海外勢、低リスク・スピード重視 日本、安全性・“不活化”で実績

米国や欧州で新型コロナウイルス感染者が再び増加する中、ワクチンの必要性が一層高まっている。現在、海外製薬企業のワクチン開発が進展しており、実用化への期待が高まる。米モデルナ(表参照)は12月に米当局の緊急使用許可を得られる可能性に言及する。国内でも動物を使った試験や第1相試験といった早期段階の開発が進行中だ。(安川結野)

【早期導入】

現在、世界の新型コロナ新規感染者は1日当たり30万人前後で推移するが、米国や欧州で感染者の再増加が見られ、増加ペースは微増傾向だ。北半球が冬季に入り、新型コロナとインフルエンザの同時流行も懸念される。

こうした中、新型コロナのワクチン開発が海外の製薬企業を中心に急ピッチで進む。
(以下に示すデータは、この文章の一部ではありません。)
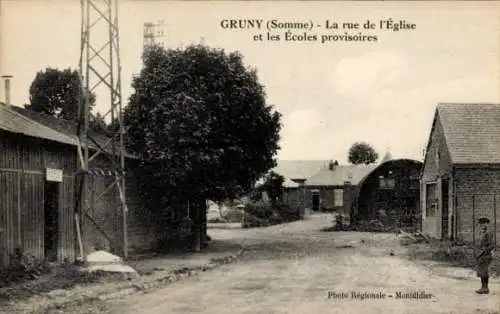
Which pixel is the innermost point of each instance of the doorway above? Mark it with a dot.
(445, 210)
(315, 201)
(51, 219)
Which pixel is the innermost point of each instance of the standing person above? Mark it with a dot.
(484, 255)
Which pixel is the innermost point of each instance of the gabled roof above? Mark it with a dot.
(298, 169)
(22, 121)
(472, 132)
(340, 174)
(387, 157)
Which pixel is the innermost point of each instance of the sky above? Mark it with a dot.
(330, 94)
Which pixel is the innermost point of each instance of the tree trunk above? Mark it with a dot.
(199, 218)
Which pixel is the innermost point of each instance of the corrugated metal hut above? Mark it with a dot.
(38, 158)
(389, 193)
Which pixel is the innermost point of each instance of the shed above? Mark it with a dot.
(37, 178)
(389, 193)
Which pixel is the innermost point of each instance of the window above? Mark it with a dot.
(431, 201)
(339, 197)
(386, 183)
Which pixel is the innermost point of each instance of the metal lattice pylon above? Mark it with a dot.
(100, 69)
(152, 31)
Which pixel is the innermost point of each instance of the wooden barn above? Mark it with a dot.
(389, 193)
(38, 158)
(460, 180)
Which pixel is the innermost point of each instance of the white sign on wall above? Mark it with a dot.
(53, 175)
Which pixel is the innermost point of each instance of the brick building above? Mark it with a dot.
(37, 211)
(331, 189)
(296, 172)
(390, 194)
(460, 179)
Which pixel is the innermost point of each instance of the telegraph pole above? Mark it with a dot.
(152, 31)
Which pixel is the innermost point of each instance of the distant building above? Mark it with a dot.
(460, 181)
(38, 162)
(389, 193)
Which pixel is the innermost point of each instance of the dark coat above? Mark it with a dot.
(484, 255)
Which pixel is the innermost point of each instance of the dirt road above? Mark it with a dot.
(298, 269)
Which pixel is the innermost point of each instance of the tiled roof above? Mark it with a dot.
(12, 121)
(19, 120)
(472, 132)
(299, 169)
(340, 174)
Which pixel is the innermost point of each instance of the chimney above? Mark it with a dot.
(6, 79)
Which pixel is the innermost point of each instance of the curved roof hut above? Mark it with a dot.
(389, 193)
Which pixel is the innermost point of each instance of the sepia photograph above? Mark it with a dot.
(170, 156)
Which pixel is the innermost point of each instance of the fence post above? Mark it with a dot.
(474, 224)
(495, 218)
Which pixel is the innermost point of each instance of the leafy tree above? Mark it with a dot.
(362, 153)
(199, 119)
(273, 185)
(57, 92)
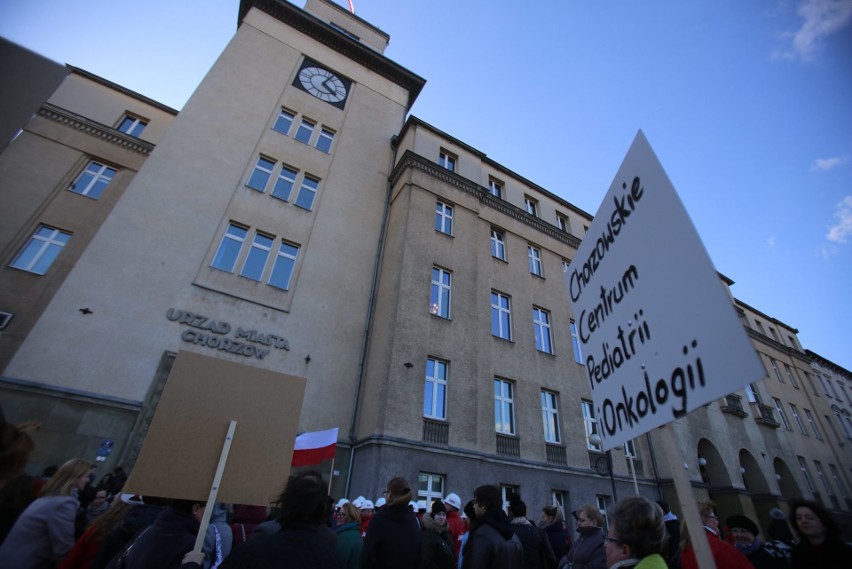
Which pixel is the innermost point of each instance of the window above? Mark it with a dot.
(285, 263)
(812, 423)
(430, 487)
(324, 140)
(92, 181)
(41, 250)
(550, 417)
(307, 192)
(257, 256)
(501, 315)
(535, 260)
(796, 418)
(531, 205)
(229, 248)
(780, 409)
(575, 343)
(591, 424)
(132, 125)
(284, 121)
(541, 326)
(435, 390)
(305, 131)
(261, 174)
(439, 298)
(790, 376)
(284, 184)
(504, 407)
(495, 188)
(806, 473)
(498, 244)
(444, 218)
(447, 160)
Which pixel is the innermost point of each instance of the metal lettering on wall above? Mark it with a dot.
(214, 334)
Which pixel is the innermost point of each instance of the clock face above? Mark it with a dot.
(322, 84)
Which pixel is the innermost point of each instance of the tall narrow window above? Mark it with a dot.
(257, 256)
(435, 390)
(501, 315)
(504, 407)
(41, 250)
(284, 121)
(439, 298)
(498, 244)
(444, 218)
(550, 417)
(534, 254)
(92, 181)
(285, 263)
(591, 424)
(229, 248)
(541, 326)
(307, 192)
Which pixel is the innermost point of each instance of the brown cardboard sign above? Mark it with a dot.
(183, 445)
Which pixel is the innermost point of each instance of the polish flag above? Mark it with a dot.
(313, 448)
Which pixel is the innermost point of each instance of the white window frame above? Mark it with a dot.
(46, 243)
(504, 406)
(550, 417)
(541, 327)
(440, 296)
(435, 389)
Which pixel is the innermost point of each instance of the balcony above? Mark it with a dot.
(764, 414)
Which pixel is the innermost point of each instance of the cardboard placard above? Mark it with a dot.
(202, 396)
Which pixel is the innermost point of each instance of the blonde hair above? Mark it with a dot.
(61, 483)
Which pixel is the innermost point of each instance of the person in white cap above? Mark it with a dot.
(453, 504)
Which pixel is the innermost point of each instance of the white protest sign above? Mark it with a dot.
(658, 331)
海外勢が力を入れるのは、「ウイルスベクターワクチン」や「核酸ワクチン」の開発だ。これらのワクチンは病原性のある生ウイルスを使わないため安全性のリスクが低く、早期開発が可能というメリットがある。

ウイルスベクターワクチンは、新型コロナ表面のスパイクたんぱく質の遺伝情報を病原性のないウイルスを使って細胞内に運び、新型コロナのたんぱく質を発現させて免疫反応を誘導する。英アストラゼネカと英オックスフォード大学が手がける「AZD1222」はウイルスベクターワクチンだ。

一方、核酸ワクチンは、ウイルスの遺伝情報であるデオキシリボ核酸(DNA)やリボ核酸(RNA)を投与し、細胞内で新型コロナのスパイクたんぱく質を発現させる。核酸ワクチンは米ファイザーのほか、国内ではアンジェスと大阪大学などが共同開発を進める。

海外で進むワクチン開発について国立がん研究センター中央病院感染症部長の岩田敏医師は、「ワクチンを早く国内に導入していくことが重要。そのために政府も交渉を進めている」と話す。日本政府はこれまでにアストラゼネカとファイザーとの交渉により、計2億4000万回分のワクチンの供給を受けることで合意した。

国内でもワクチン開発が進む。海外発ワクチンの試験が最終段階だが、国内で開発中のワクチンのほとんどは人に投与する前段階だ。KMバイオロジクス(熊本市北区、永里敏秋社長、096・344・1211)が開発を進める不活化ワクチンは、9月に動物を使った安全性試験を開始。実際に人へ投与する第1相臨床試験は、2020年内開始を見込む。

【選ばれる競争】

不活化ワクチンについて永里社長は、「開発に時間がかかるが、有効性と安全性は間違いないものが開発できると自信を持っている」と説明する。不活化ワクチンは生ウイルスをもとに開発するため、海外で開発が進む核酸ワクチンやウイルスベクターワクチンに比べ、開発に時間がかかる。しかしインフルエンザワクチンや日本脳炎ワクチンなどすでに多くの実績がある点が強みだ。

海外勢に後れを取るように見える国内のワクチン開発状況だが、岩田医師は「国内でワクチンを生産、供給することは危機管理上重要だ。不活化ワクチンには実績があり、安定感への期待は大きい」とし、国内でのワクチン開発の重要性を強調した。

新型コロナの世界的な流行が始まってから半年余りが経過し、ワクチンの臨床試験も最終段階に突入するものが出てきた。これまではどこのワクチンが一番乗りかという開発競争に大きな関心が寄せられていたが、今後複数のワクチンが実用化すれば、臨床でいかに選ばれるかという生き残りの競争へ変わっていく可能性がある。